Eventually, in 1964, he published the results in They Speak with Other Tongues. A chapter near the end recounts his own baptism in the Holy Spirit, prior to publishing, at a Full Gospel Business Men’s Fellowship convention in Atlantic City. Only five other people were in the fourth-floor hotel room that afternoon when it happened: a Presbyterian clergy couple, two Episcopalians, and a Methodist. After considerable sharing, they encircled him and began to pray in concert, some in English, some in tongues. Sherrill writes:
It was almost as if they were forming with their bodies a funnel through which was concentrated the flow of the Spirit that was pulsing through that room. It flowed into me as I sat there, listening to the Spirit-song around me. Now the tongues swelled to a crescendo, musical and lovely. I opened my mouth….
From deep inside me, deeper than I knew voice could go, came a torrent of joyful sound…. I prayed on, laughing and free, while the setting sun shone through the window, and the stars came out.

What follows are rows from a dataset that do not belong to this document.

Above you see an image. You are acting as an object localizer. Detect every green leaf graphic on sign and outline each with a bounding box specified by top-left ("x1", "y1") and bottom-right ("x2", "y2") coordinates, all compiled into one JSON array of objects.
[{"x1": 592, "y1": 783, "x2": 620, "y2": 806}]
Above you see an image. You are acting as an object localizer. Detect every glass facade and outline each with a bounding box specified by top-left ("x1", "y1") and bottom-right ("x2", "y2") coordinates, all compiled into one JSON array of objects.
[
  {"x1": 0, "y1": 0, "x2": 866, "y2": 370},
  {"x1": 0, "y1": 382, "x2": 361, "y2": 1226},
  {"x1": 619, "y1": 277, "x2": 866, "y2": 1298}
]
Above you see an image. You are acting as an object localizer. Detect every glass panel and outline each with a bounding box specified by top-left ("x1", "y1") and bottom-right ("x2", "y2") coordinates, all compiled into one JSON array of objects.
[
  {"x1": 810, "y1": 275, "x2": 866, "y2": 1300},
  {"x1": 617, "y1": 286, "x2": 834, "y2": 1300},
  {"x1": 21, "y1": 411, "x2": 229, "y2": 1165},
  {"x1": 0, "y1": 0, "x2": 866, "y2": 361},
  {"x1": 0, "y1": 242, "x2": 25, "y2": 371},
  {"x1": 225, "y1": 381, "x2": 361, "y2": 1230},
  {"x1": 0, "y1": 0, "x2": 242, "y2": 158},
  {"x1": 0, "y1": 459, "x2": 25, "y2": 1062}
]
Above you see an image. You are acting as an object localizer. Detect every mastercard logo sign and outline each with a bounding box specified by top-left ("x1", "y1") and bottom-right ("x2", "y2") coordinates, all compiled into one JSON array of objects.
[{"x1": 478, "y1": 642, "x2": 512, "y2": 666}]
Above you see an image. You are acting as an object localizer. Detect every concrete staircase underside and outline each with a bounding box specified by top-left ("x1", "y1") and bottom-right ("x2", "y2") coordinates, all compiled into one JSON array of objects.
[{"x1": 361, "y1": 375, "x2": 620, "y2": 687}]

The book rocked presumptions all across the Christian world. Its thorough research and measured tone gave pause to many skeptics. It became a major catalyst for increasing openness to the Holy Spirit throughout the 1960s and beyond.
John and Elizabeth went on to pen other gripping stories of God’s grace and power in human lives. In 1971, they incorporated their own publishing house, Chosen Books, with close friends Leonard and Catherine Marshall LeSourd. The first release was incredibly successful: The Hiding Place, with World War II survivor, Corrie ten Boom. A few years later came Born Again about the conversion of Watergate “hatchet man,” Charles Colson.
John lived to the age of ninety-four—not quite long enough to be honored with Elizabeth by the Evangelical Christian Publishers Association (ECPA) with a lifetime achievement award. “Their contributions…as writers, editors, and publishers to the world of books, and their impact on the Kingdom of God,” said the organization, “cannot be overstated. They wrote thousands of magazine articles; crafted more than thirty books (with sales in excess of 60 million); taught narrative technique to generations of new writers; and…gave hope to millions of people. The way they wrote set the gold standard for storytelling today.”